Many people have asked me what my next swim endeavor will be, and when I tell them about 8 Bridges, the first response is, “are you crazy?” followed by “wow, I can’t even swim a lap,” and usually there is an ending like, “gross, you are going to swim in the Hudson? Is it safe?”
Let me address the last comment first. Last year, I participated in Stage 7 of the 8 Bridges Swim. This was 18.1 miles, swimming from the George Washington Bridge to the Verrazano Bridge. I had no idea what to expect but I did know that I would be swimming through New York Harbor. At no point, did I ever feel like I was not in beautiful water. It was not the most pleasant of days – the sun was in and out and the head-on wind chop was not the best, but the water, itself, was lovely. It looked fine, it smelled fine, and it tasted fine (I should know because I drank half of the Hudson that day). The Hudson did not leave me feeling sick afterwards, and I resumed my daily activities the next day. These are some of the feelings and impressions the Hudson, and swimming Stage 7 did leave me with:
I knew I wanted to swim another stage the next year. It was not just the swim itself, but rather the whole experience – and it is an experience. This is not a race, I guess it can be if you want it to be, but it is more a journey. A personal journey with the backing of experienced crew (most of whom are fellow marathon swimmers), helping you to achieve your goal. It is a beautiful exercise in what wonderful things can be accomplished with camaraderie, teamwork, and positive support. The crew was fully engaged through the entire swim and just when I started to fade, Rondi Davies, and John Humenik, after 7 days of supporting and swimming with others, jumped in and gave me the push I needed. They wanted to see me succeed; they wanted me to finish and they made sure I got the mental boost I needed – to know I was not alone.
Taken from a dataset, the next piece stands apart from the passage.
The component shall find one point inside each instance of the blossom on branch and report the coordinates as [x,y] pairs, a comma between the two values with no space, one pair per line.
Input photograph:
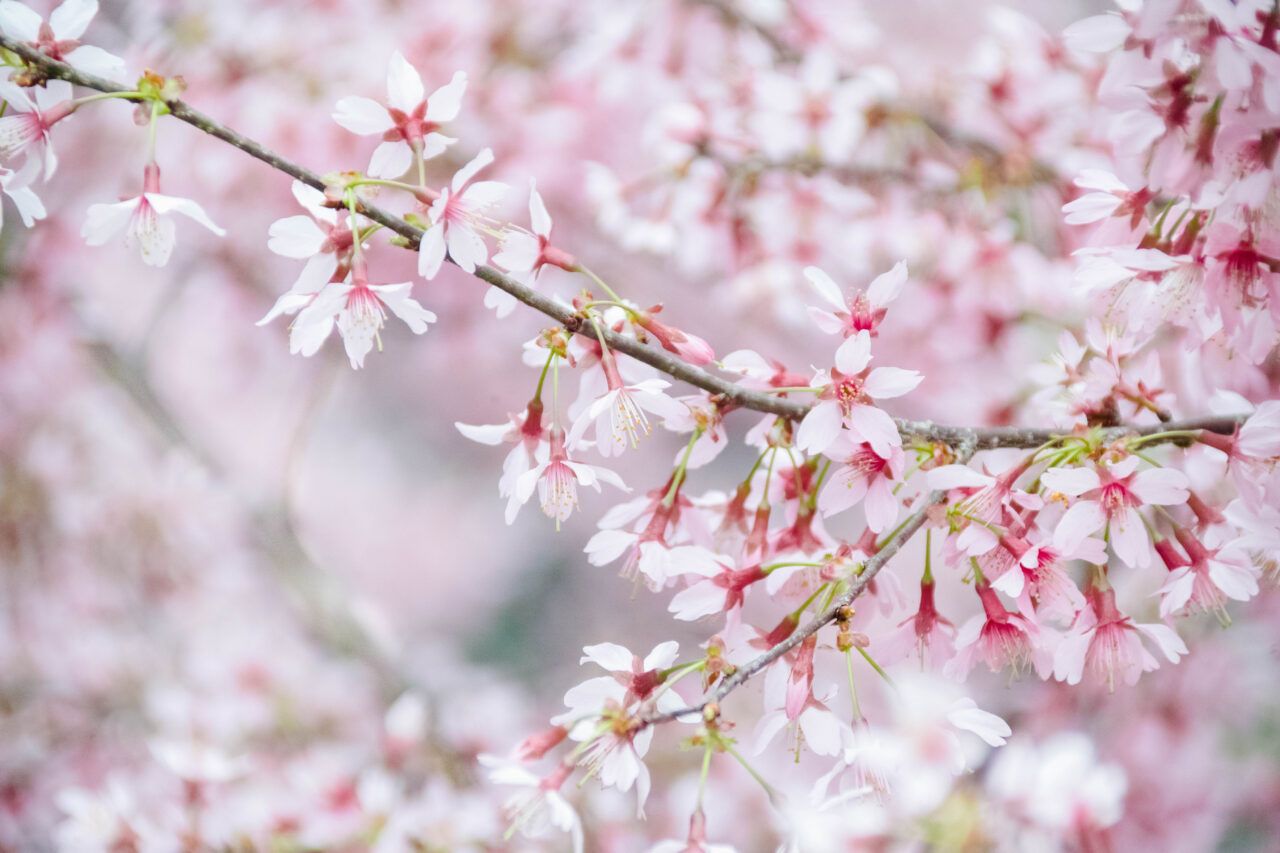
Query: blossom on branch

When everyone was safely on the boat we headed back to LaMarina. Andrew Malinak had completed all 7 stages! He looked tired as he sat by the railing of the boat but he had a look on his face that I can still see – contentment maybe– a combination of words I cannot find to describe his look. He had, not a smile nor a frown. The sides of his mouth curled up slightly as if he was thinking, “it’s done. The journey is over.” At that moment, whether my mind knew before my heart did I cannot say for sure, I knew I had to know what Andrew was feeling, not by asking him but by experiencing it. For me, every long swim has started out by me thinking, “I wonder what that feels like.” Is it painful? Is it tiring? What do you think about while swimming for hours and hours? I’ve learned that while you can ask a fellow swimmer these questions, the experience is different for everyone and sometimes you just have to go through it yourself. As Andrew wrote in his blog about 8 Bridges, some things I will share, some things you will never know.
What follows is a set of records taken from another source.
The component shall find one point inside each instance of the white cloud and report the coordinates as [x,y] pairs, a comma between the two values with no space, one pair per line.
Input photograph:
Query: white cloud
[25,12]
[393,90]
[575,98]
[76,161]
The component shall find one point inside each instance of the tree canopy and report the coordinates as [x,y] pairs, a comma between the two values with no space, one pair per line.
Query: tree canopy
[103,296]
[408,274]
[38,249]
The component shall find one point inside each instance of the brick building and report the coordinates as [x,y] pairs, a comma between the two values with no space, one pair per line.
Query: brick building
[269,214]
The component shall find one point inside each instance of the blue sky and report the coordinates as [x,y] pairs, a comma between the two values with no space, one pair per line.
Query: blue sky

I will try to write down something about each stage. I will be as honest and raw as I can be, but I think, there are some things you just have to go through yourself to truly understand and know. There is a great deal of uncertainties in Open water swimming. One thing I am certain about is that the crew is top notch. The group of people leading us swimmers down the Hudson will do everything possible to make this an experience we will look back on as fond memories.
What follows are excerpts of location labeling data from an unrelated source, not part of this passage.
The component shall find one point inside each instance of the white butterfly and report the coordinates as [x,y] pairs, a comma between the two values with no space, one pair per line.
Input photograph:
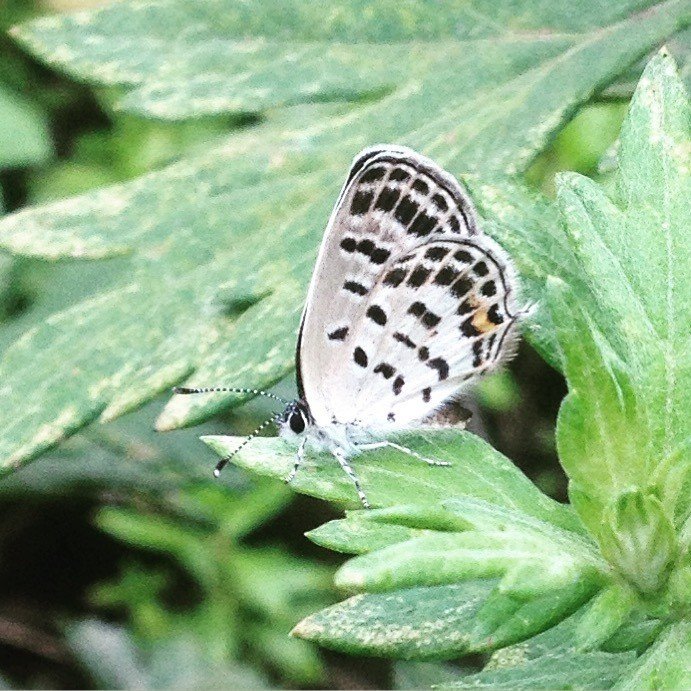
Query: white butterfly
[409,302]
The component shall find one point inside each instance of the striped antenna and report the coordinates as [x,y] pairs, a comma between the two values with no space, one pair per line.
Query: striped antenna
[222,389]
[224,461]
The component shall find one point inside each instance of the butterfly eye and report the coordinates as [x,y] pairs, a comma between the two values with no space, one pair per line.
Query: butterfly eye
[296,422]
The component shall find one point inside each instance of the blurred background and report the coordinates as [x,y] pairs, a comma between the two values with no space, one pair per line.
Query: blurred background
[118,550]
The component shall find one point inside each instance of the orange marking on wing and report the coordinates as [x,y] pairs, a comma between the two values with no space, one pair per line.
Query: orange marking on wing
[481,322]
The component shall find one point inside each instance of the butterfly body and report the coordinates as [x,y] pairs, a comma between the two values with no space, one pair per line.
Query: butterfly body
[408,304]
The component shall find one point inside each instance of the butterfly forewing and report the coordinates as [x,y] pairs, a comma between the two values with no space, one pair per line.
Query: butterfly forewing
[408,299]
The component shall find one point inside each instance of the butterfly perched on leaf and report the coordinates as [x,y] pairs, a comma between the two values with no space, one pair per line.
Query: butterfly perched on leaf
[408,304]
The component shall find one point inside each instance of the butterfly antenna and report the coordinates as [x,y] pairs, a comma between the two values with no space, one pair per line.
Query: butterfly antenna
[224,461]
[222,389]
I will spare you writing about the logistics of trying to plan for a 7 day swim odyssey but I feel like actually getting everything together and getting to the event is an accomplishment in and of itself!
The picture above is me at age 5 or 6 before a race. The face I am making is how I am feeling right about now. Nerves have been with me and in high gear for the past week. I am told, by my coach and others, that I still make that face before a swim. Those that will be joining me on the Hudson will be seeing that face a lot.